The word agnosticism literally means “no-knowledge-ism”. The skeptical position held by agnostics usually comes in two distinct forms: soft and hard. Soft or flexible agnosticism simply claims to have an absence of knowledge as to whether God exists (thus reserving judgment). Hard or dogmatic agnosticism makes a stronger claim asserting that “no one” can know whether God exists.
This hard type of agnosticism appears to suffer from the same problems that atheism does in terms of verifying its bold claim. To embrace a hard form of agnosticism would mean that a person would have to either (1) know that knowledge of God is logically impossible, or (2) be an expert on all the possible ways one could come to know about God. Yet neither of these positions seems logically justifiable in nature.
Plus, the dogmatic form of agnosticism is actually self-defeating (at the same time affirming and denying the identical claim) for the position simultaneously asserts that one doesn’t know if God exists and yet knows enough about God to assert that no one can know that God exists.
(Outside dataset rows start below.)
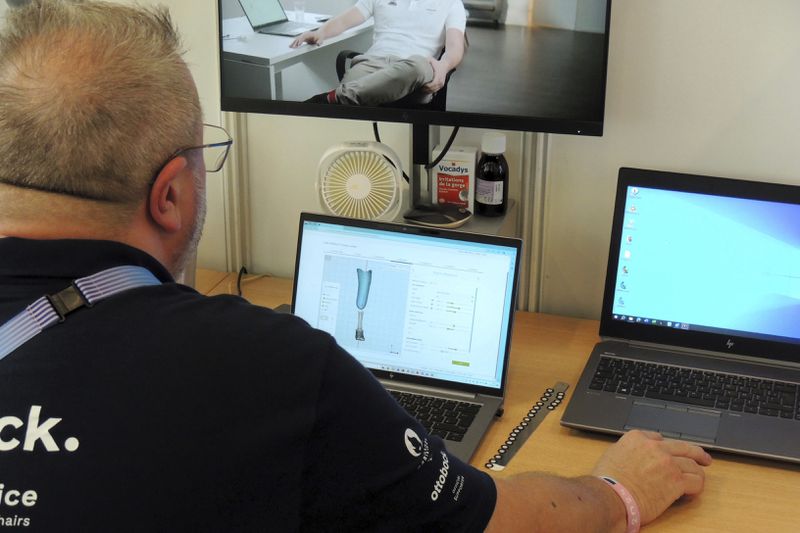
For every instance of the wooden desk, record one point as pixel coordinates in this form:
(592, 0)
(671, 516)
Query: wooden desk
(742, 495)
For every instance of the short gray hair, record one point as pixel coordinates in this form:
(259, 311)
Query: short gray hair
(94, 97)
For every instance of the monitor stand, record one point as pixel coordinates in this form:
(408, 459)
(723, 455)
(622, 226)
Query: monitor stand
(421, 212)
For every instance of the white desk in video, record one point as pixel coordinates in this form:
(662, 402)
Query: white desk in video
(255, 65)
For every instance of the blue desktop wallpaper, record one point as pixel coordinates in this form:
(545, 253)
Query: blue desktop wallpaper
(710, 262)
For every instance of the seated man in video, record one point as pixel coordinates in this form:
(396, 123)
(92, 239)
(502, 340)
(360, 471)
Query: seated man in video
(409, 36)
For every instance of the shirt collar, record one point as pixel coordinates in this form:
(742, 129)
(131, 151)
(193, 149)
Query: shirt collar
(70, 258)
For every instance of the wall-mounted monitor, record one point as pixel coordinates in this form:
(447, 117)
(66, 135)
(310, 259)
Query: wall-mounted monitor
(542, 68)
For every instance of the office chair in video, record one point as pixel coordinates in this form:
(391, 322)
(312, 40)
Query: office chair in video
(437, 103)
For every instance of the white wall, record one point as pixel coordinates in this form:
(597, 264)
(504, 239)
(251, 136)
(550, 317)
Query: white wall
(580, 15)
(706, 87)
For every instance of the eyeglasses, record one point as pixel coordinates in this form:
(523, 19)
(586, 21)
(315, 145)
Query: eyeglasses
(216, 145)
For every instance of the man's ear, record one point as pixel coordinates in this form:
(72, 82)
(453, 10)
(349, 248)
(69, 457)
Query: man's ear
(167, 195)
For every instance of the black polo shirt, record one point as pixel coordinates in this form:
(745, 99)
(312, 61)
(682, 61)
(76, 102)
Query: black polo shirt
(160, 409)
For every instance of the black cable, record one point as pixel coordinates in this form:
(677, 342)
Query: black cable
(242, 272)
(378, 139)
(447, 146)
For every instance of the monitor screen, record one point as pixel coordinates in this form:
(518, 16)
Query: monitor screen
(675, 258)
(705, 263)
(537, 68)
(435, 305)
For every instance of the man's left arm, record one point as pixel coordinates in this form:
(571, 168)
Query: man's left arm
(453, 54)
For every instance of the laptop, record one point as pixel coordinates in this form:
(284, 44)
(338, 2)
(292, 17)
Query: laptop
(428, 311)
(700, 324)
(269, 17)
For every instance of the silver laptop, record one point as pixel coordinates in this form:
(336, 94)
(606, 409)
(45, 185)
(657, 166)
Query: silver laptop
(701, 316)
(269, 17)
(428, 311)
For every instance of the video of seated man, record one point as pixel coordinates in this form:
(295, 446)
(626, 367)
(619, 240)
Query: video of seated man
(545, 59)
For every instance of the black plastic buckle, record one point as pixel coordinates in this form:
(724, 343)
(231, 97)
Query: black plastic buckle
(67, 301)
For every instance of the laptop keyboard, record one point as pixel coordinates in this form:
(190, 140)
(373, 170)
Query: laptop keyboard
(729, 392)
(448, 419)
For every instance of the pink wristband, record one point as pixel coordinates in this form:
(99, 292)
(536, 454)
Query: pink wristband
(634, 518)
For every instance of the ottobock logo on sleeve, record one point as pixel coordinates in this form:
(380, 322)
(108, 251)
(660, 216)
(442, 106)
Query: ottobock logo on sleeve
(15, 432)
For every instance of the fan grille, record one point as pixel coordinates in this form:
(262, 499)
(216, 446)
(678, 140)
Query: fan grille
(359, 184)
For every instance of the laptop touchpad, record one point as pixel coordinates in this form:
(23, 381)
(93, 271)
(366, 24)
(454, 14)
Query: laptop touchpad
(674, 421)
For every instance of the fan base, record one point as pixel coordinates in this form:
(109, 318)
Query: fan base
(438, 215)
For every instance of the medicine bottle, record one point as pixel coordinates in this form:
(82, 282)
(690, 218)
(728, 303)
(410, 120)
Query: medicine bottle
(491, 183)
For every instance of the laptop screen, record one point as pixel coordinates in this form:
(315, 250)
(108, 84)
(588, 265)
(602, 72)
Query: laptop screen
(405, 300)
(720, 257)
(262, 12)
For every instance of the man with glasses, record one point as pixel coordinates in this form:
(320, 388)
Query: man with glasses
(131, 403)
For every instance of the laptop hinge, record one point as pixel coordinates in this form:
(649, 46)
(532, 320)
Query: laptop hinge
(411, 387)
(771, 363)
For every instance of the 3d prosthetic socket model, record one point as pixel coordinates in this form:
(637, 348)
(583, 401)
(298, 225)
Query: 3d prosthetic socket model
(364, 281)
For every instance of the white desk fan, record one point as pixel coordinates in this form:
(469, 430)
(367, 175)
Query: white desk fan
(360, 180)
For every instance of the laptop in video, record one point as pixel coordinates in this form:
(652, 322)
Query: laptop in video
(700, 325)
(427, 311)
(269, 17)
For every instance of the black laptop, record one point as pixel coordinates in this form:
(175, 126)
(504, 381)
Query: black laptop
(428, 311)
(700, 322)
(269, 17)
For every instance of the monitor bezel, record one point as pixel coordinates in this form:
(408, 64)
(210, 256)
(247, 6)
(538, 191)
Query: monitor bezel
(692, 339)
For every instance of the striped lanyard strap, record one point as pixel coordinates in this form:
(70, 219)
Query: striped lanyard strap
(53, 308)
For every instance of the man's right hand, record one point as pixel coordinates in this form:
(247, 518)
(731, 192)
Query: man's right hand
(310, 37)
(656, 471)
Hard agnostics, in effect, claim to have knowledge about a topic that they claim is not possible to know anything about. In his book No Doubt About It, Christian philosopher Winfried Corduan notes the following: “Thus agnosticism pivots on a contradiction by having to maintain that at one and the same time it is both possible and impossible to know something about God.”
Hard agnosticism asserts the self-destructing claim that “one knows enough about God in order to affirm that nothing can be known about God.”1 Thus, the extreme claims of skepticism first affirm what they ultimately deny.
- For a critical evaluation of agnosticism, see Norman Geisler, Christian Apologetics (pages 13-27).